Além de o encontro enviar Bill ao passado - ilustrados em flashbacks menos eficientes do que poderiam ser -, até colocando em movimento o ímpeto de agir, em vez de virar as costas, quando acidentalmente conhece a jovem Sarah (Zara Devlin) no convento do condado. Ela implora para que ele a leve dali, e o pedido coloca em movimento muitos traumas enterrados profundamente naquele homem e floresce o desejo de fazer algo, o que quer que seja. Que a narrativa seja ambientada no Natal, apenas reforça a nobreza milagrosa do gesto que ensaia realizar. Baseado no romance de Claire Keegan, no qual registra mais de 58 mil jovens mulheres enviadas para instituições religiosas similares e o destino delas e de seus filhos não nascidos, Pequenas Coisas como Estas é um drama sem pressa de acontecer.
A direção de Tim Mielants confia, integralmente, na atuação de Cillian Murphy, hoje, um dos atores mais Kuleshovianos que existe. O termo remete ao experimento de Lev Kuleshov, através do qual a montagem imprime a emoção em um rosto aparentemente inexpressivo com base na imagem subsequente. Cillian, com o olhar arregalado e bem expressivo e o rosto anguloso, permanece em silêncio e até alheio à realidade ao redor. O ator parece fazer pouco, mas a sensação é de que o tumulto interno está fervendo e prestes a entrar em ebulição, enquanto a direção é hábil em imprimir, no rosto do ator, o trauma de não agir. Cillian auxilia na composição do personagem: a respiração mais ofegante de quem passa o dia aspirando carvão, a boca aberta, e o peso do mundo nas costas ajudam a retratar a trajetória de um homem que não fez nada por muito tempo já. Está na hora de agir.

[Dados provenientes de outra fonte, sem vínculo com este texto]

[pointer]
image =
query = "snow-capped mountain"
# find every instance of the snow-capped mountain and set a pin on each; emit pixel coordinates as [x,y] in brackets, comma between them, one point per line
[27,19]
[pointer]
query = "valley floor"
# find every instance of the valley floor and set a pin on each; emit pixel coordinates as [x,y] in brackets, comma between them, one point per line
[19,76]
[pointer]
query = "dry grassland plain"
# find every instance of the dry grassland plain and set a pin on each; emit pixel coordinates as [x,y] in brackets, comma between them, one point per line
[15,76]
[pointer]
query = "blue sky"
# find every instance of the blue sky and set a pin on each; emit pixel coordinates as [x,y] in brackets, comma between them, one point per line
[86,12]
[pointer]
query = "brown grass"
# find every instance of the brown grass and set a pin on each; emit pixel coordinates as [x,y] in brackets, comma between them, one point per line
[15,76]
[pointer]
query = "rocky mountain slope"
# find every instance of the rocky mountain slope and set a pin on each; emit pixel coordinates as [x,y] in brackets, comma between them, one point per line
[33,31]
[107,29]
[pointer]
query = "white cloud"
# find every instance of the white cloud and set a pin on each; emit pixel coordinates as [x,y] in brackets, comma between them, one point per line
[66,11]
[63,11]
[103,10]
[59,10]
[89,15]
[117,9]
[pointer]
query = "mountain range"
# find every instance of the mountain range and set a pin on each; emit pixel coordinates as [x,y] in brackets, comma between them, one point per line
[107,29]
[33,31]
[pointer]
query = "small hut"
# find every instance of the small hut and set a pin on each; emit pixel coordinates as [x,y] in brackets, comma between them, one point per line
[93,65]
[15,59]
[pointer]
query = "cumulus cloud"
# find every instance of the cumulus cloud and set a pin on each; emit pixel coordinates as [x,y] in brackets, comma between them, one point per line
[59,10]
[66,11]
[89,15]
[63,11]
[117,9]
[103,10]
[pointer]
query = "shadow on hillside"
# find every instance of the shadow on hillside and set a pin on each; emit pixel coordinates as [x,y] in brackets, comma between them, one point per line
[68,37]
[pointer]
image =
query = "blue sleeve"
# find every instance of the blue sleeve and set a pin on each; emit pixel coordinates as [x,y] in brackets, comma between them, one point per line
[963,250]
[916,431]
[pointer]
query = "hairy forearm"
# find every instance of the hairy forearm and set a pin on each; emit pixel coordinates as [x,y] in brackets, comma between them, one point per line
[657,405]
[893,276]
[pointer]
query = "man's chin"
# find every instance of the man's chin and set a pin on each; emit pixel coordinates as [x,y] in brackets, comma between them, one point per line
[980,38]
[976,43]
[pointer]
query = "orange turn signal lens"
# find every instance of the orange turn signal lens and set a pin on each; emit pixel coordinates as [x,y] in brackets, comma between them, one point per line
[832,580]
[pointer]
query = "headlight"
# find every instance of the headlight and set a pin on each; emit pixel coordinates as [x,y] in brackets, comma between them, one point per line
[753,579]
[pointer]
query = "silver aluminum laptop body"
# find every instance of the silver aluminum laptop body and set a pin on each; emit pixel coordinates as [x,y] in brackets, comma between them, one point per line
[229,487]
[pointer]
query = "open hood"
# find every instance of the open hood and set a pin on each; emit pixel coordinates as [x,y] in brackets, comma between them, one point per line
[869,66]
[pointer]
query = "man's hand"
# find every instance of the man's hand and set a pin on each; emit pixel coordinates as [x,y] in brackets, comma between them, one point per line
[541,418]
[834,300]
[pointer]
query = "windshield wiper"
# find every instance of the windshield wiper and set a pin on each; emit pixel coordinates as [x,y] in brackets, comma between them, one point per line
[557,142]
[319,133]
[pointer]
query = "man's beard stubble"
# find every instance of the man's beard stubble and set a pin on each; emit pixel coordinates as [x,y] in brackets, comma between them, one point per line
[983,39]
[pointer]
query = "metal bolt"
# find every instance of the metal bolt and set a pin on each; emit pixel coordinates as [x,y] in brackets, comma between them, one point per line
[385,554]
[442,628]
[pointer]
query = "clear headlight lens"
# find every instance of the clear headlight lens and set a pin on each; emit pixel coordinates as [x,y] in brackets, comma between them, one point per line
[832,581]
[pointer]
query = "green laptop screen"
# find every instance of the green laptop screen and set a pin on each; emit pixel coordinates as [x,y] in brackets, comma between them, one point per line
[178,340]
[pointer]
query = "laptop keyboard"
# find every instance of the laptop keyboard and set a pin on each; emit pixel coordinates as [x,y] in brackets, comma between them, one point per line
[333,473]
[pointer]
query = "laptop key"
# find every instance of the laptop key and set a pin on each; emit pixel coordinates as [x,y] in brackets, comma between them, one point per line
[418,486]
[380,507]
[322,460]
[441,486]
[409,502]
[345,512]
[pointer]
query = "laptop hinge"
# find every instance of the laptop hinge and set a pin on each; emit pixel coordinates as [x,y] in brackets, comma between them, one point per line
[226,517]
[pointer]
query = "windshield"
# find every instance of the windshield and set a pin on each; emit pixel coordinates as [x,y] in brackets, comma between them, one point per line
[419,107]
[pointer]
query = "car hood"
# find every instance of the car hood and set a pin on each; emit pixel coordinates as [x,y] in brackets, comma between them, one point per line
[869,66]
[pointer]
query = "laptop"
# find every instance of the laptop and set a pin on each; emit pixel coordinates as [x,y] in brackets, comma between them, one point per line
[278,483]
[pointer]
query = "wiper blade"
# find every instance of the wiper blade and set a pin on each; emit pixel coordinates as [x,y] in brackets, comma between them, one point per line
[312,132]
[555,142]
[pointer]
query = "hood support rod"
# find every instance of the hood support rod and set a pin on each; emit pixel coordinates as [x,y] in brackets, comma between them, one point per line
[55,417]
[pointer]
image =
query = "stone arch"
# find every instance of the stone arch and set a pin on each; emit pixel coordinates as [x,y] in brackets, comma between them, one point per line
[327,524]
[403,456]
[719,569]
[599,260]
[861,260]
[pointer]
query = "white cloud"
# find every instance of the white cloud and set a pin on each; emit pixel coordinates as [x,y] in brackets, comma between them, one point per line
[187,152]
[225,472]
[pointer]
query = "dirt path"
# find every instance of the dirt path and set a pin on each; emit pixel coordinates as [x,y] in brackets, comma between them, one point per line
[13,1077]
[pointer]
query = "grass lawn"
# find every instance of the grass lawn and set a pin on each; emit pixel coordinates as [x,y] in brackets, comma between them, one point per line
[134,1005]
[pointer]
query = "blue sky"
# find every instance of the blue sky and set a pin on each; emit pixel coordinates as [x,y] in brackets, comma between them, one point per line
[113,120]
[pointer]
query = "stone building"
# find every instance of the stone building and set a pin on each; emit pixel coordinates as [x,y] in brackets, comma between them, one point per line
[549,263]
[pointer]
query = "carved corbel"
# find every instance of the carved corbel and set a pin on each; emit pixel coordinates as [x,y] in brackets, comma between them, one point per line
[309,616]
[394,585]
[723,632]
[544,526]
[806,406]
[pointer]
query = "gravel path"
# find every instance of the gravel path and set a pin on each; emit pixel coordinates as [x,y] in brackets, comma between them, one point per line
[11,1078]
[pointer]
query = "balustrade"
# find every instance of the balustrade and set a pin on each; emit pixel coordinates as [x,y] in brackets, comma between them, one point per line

É um drama poderosamente quieto, mas cuja tensão é palpável: a cena em que Bill é convidado para beber chá com a Madre é apreensiva, graças à síntese dos elementos criativos. A fogueira que aquece e cuja simbologia parece-me óbvia em um ambiente religioso, o silêncio e a quebra deste por uma colher derrubada, a atuação dominante de Emily Watson e a repressão de Cillian Murphy, a decupagem da cena com ângulo alto e oblíquo que acentua o desconforto de Bill em diálogo com o ângulo frontal que reforça a autoridade da Madre, uou! Pequenas Coisas como Esta encontra um desfecho esperançoso - afinal, é natal -, mesmo que possamos imaginar que a bondade podem acabar 5, 10, 15 minutos depois dos créditos finais subirem.